Search Terms Report
The Search Terms Report is a Google Ads report that displays the actual search queries users entered on Google that triggered your ads. It shows performance metrics for each query, helping advertisers identify valuable new keywords to add and irrelevant terms to exclude as negative keywords.
The Search Terms Report is a Google Ads report that displays the actual search queries users entered on Google that triggered your ads. It shows performance metrics for each query, helping advertisers identify valuable new keywords to add and irrelevant terms to exclude as negative keywords.
Key Takeaways
- Shows real user queries that matched your keywords and triggered ad impressions
- Essential for negative keyword management and keyword discovery
- Available for Search campaigns and the search component of Performance Max
- Google redacts low-volume queries for privacy, limiting full visibility
- Should be reviewed weekly for active campaign optimization
What Is the Search Terms Report
The Search Terms Report bridges the gap between your keyword list and actual user behavior. Your keywords are what you bid on; search terms are what users actually type. With broad match and phrase match, one keyword can trigger ads for hundreds of different search queries — and not all of them will be relevant.

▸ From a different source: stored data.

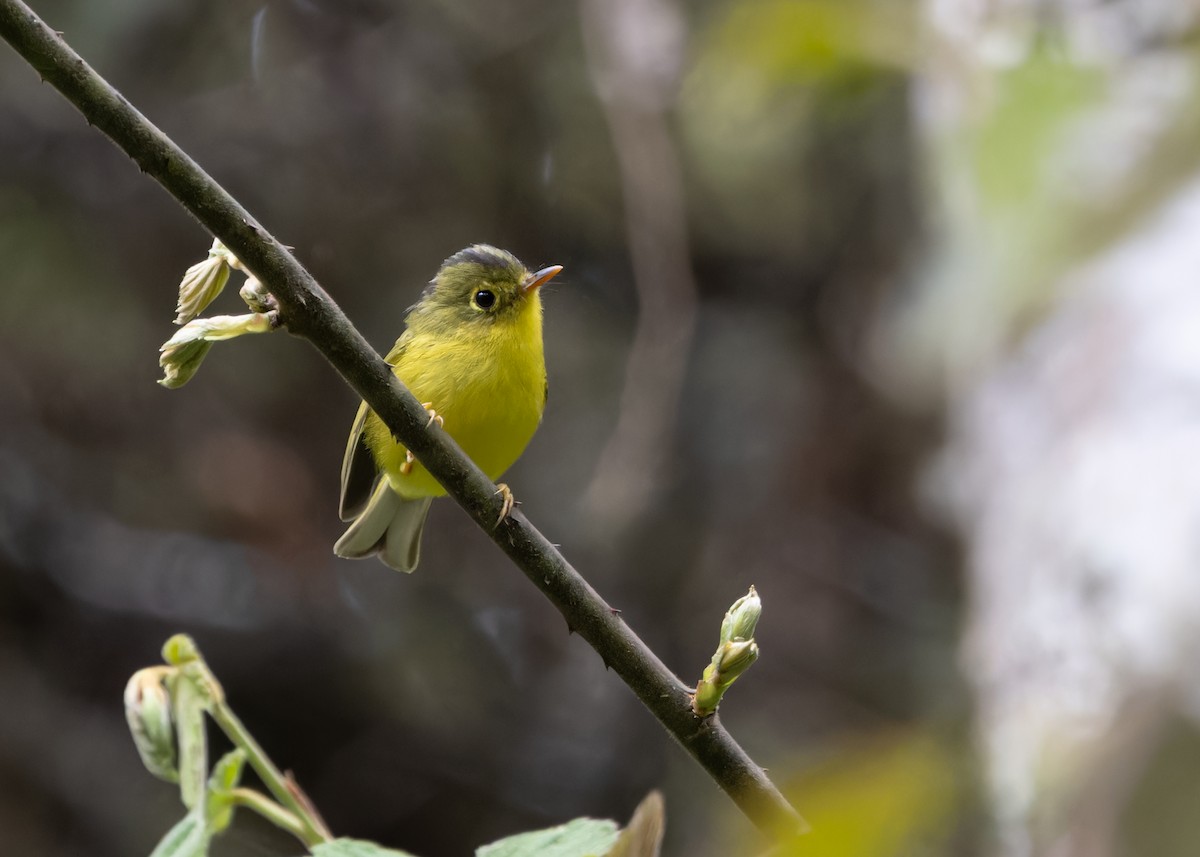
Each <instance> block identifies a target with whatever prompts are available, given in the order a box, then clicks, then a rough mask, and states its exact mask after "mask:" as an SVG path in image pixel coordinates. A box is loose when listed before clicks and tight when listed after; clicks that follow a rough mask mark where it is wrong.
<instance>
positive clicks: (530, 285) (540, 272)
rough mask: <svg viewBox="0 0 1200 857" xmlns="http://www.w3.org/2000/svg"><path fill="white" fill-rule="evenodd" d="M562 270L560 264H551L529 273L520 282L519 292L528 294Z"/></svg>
mask: <svg viewBox="0 0 1200 857" xmlns="http://www.w3.org/2000/svg"><path fill="white" fill-rule="evenodd" d="M562 270H563V266H562V265H551V266H550V268H542V269H541V270H540V271H536V272H534V274H530V275H529V276H527V277H526V278H524V280H523V281H522V282H521V293H522V294H528V293H529V292H534V290H536V289H539V288H541V287H542V286H545V284H546V283H548V282H550V281H551V280H553V278H554V277H557V276H558V274H559V271H562Z"/></svg>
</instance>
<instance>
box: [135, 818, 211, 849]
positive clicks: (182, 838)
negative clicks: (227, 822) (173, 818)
mask: <svg viewBox="0 0 1200 857" xmlns="http://www.w3.org/2000/svg"><path fill="white" fill-rule="evenodd" d="M211 839H212V834H211V833H209V828H208V825H206V823H205V822H204V813H203V811H202V810H199V809H197V810H192V811H191V813H188V814H187V815H185V816H184V817H182V819H181V820H180V821H179V823H178V825H175V826H174V827H172V828H170V829H169V831H168V832H167V835H164V837H163V838H162V839H161V840H160V841H158V846H157V847H155V850H154V852H152V853H151V855H150V857H206V856H208V853H209V840H211Z"/></svg>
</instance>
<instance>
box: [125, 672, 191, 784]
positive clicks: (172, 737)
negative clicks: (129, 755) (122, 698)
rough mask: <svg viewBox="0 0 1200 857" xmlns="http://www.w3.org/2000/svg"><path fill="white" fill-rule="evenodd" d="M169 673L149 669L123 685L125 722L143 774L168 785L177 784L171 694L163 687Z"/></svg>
mask: <svg viewBox="0 0 1200 857" xmlns="http://www.w3.org/2000/svg"><path fill="white" fill-rule="evenodd" d="M169 672H170V669H169V667H164V666H152V667H148V669H145V670H138V671H137V672H134V673H133V677H132V678H130V682H128V684H126V685H125V719H126V721H127V723H128V724H130V735H132V736H133V745H134V747H136V748H137V749H138V755H139V756H142V763H143V765H145V766H146V771H149V772H150V773H152V774H154V775H155V777H158V778H161V779H164V780H167V781H169V783H178V781H179V767H178V765H176V756H175V730H174V726H173V725H172V720H170V694H168V693H167V688H166V687H164V685H163V678H166V677H167V675H169Z"/></svg>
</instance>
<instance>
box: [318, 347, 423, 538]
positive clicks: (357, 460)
mask: <svg viewBox="0 0 1200 857" xmlns="http://www.w3.org/2000/svg"><path fill="white" fill-rule="evenodd" d="M409 338H412V337H410V336H409V332H408V331H407V330H406V331H404V334H403V335H402V336H401V337H400V338H398V340H396V344H395V346H392V348H391V350H390V352H388V356H386V358H384V360H386V361H388V362H389V364H390V365H392V366H395V365H396V364H397V362H398V361H400V358H401V356H402V355H403V353H404V347H406V346H407V344H408V340H409ZM368 413H371V408H370V407H367V403H366V402H362V403H361V404H360V406H359V413H358V414H355V416H354V424H353V425H352V426H350V437H349V439H347V442H346V455H343V456H342V497H341V501H340V502H338V504H337V511H338V515H341V519H342V520H343V521H353V520H354V519H356V517H358V516H359V515H361V514H362V510H364V509H366V507H367V503H368V502H370V501H371V492H372V491H373V490H374V485H376V480H377V479H378V477H379V469H378V467H376V461H374V456H373V455H371V450H370V449H367V444H366V439H365V438H364V437H362V429H364V426H365V425H366V421H367V414H368Z"/></svg>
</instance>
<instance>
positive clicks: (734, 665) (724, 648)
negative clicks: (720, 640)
mask: <svg viewBox="0 0 1200 857" xmlns="http://www.w3.org/2000/svg"><path fill="white" fill-rule="evenodd" d="M756 660H758V643H756V642H755V641H754V640H734V641H732V642H727V643H724V645H722V646H721V647H720V648H719V649H716V654H715V655H714V657H713V663H712V667H713V670H714V679H715V681H716V683H718V684H721V685H724V687H728V685H731V684H732V683H733V679H734V678H737V677H738V676H740V675H742V673H743V672H745V671H746V670H749V669H750V665H751V664H754V663H755V661H756Z"/></svg>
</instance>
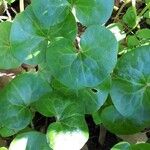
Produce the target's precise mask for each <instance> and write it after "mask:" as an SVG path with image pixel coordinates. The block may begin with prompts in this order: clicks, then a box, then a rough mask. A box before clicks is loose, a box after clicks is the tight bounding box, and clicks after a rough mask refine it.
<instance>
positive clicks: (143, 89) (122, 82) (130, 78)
mask: <svg viewBox="0 0 150 150" xmlns="http://www.w3.org/2000/svg"><path fill="white" fill-rule="evenodd" d="M149 64H150V46H143V47H139V48H137V49H135V50H132V51H131V52H128V53H127V54H125V55H124V56H122V57H121V58H120V60H119V61H118V64H117V66H116V69H115V71H114V79H113V84H112V90H111V97H112V101H113V103H114V105H115V107H116V108H117V110H118V111H119V112H120V113H121V114H122V115H123V116H127V117H131V118H132V119H133V120H136V121H137V122H138V124H141V125H148V126H149V123H150V118H149V116H150V101H149V95H150V67H148V65H149Z"/></svg>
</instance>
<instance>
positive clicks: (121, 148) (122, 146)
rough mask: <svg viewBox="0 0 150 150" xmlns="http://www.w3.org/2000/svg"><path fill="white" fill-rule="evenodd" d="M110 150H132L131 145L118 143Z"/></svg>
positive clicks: (126, 143) (125, 143)
mask: <svg viewBox="0 0 150 150" xmlns="http://www.w3.org/2000/svg"><path fill="white" fill-rule="evenodd" d="M111 150H132V149H131V145H130V144H129V143H128V142H120V143H118V144H116V145H115V146H113V148H111Z"/></svg>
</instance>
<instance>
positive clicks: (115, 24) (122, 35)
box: [107, 22, 126, 41]
mask: <svg viewBox="0 0 150 150" xmlns="http://www.w3.org/2000/svg"><path fill="white" fill-rule="evenodd" d="M107 28H108V29H109V30H110V31H111V32H112V33H113V34H114V35H115V37H116V39H117V41H121V40H123V39H125V38H126V33H125V31H124V27H123V25H122V24H121V23H120V22H117V23H112V24H110V25H108V26H107Z"/></svg>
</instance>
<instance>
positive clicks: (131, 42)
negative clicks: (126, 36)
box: [127, 35, 140, 48]
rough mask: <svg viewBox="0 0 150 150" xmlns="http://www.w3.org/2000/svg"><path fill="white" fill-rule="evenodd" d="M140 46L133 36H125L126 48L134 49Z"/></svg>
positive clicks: (136, 37) (139, 43) (133, 35)
mask: <svg viewBox="0 0 150 150" xmlns="http://www.w3.org/2000/svg"><path fill="white" fill-rule="evenodd" d="M138 45H140V41H139V40H138V38H137V37H136V36H134V35H129V36H127V46H128V47H130V48H133V47H136V46H138Z"/></svg>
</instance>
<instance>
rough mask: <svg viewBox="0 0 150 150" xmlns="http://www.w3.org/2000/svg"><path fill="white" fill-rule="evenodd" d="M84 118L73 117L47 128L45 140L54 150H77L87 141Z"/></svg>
mask: <svg viewBox="0 0 150 150" xmlns="http://www.w3.org/2000/svg"><path fill="white" fill-rule="evenodd" d="M88 137H89V135H88V128H87V125H86V122H85V121H84V117H82V116H78V115H74V116H70V117H68V118H64V120H61V121H60V122H56V123H52V124H51V125H50V126H49V127H48V131H47V138H48V141H49V145H50V147H51V148H52V149H54V150H60V149H61V150H79V149H81V148H82V147H83V146H84V144H85V143H86V142H87V140H88Z"/></svg>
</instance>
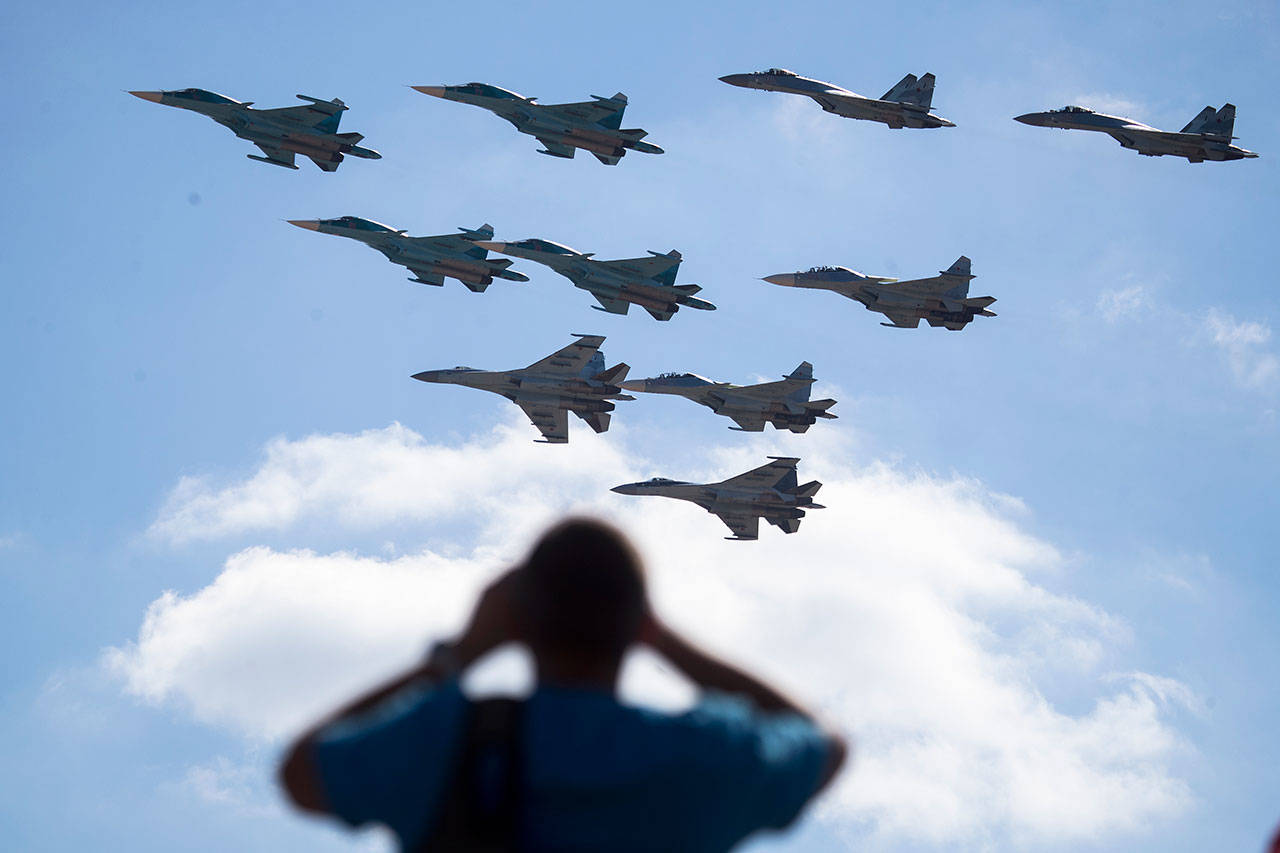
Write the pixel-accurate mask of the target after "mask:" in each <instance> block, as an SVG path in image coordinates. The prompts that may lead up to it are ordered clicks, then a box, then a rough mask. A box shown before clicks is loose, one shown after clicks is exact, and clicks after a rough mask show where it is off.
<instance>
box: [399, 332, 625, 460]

| Concept | Definition | Example |
|---|---|---|
| Keyword | The term you add to your ad group | ”running shoes” (broad match) |
| Search term | What the user actually searched | ”best running shoes for flat feet 2026” |
| Match type | How closely the query must match your keyword | Broad, Phrase, Exact |
The report is found under Campaigns > Insights and reports > Search terms in the 2026 interface, or at the keyword level by selecting keywords and choosing “Search terms.”
How It Works
For each search term that triggered your ad, the report shows:
- The exact query the user entered (when volume is sufficient)
- The keyword it matched to and the match type used
- Performance metrics: impressions, clicks, CTR, CPC, conversions, cost
- Status: whether the term is already added as a keyword or negative
You can take action directly from the report:
- Add as keyword — Promote high-performing search terms to your keyword list with appropriate match types
- Add as negative keyword — Block irrelevant terms from triggering your ads
- Filter and segment — Sort by conversions, cost, or CTR to prioritize review
Google privacy thresholds mean that search terms with very low volume are grouped under “Other search terms” and not individually visible. This redacted portion can represent 20-40% of total traffic in some accounts.
Practical Example
A B2B software company reviews its weekly Search Terms Report:
| Search Term | Clicks | Cost | Conversions | Action |
|---|---|---|---|---|
| ”crm software for small business” | 45 | $135 | 8 | Add as phrase match keyword |
| ”crm software free” | 62 | $186 | 0 | Add as negative keyword |
| ”salesforce alternatives 2026” | 28 | $84 | 5 | Add as exact match keyword |
| ”what is crm” | 95 | $285 | 1 | Add as negative keyword |
| ”crm developer jobs” | 15 | $45 | 0 | Add as negative keyword |
Results of this single weekly review:
- Two new keywords added, expected to generate 13+ conversions/month
- Three negative keywords added, saving approximately $516/month in wasted spend
- Projected CPA improvement: from $42 to $35 (-17%)
Why It Matters
The Search Terms Report is the single most important optimization report in Google Ads. Without regular review, broad match keywords will inevitably match to irrelevant queries, draining budget without generating conversions. It is equally valuable for keyword discovery — the report reveals exactly how users search for your products, often surfacing long-tail variations and intent patterns that Keyword Planner data alone cannot capture. Weekly review is considered best practice for active accounts.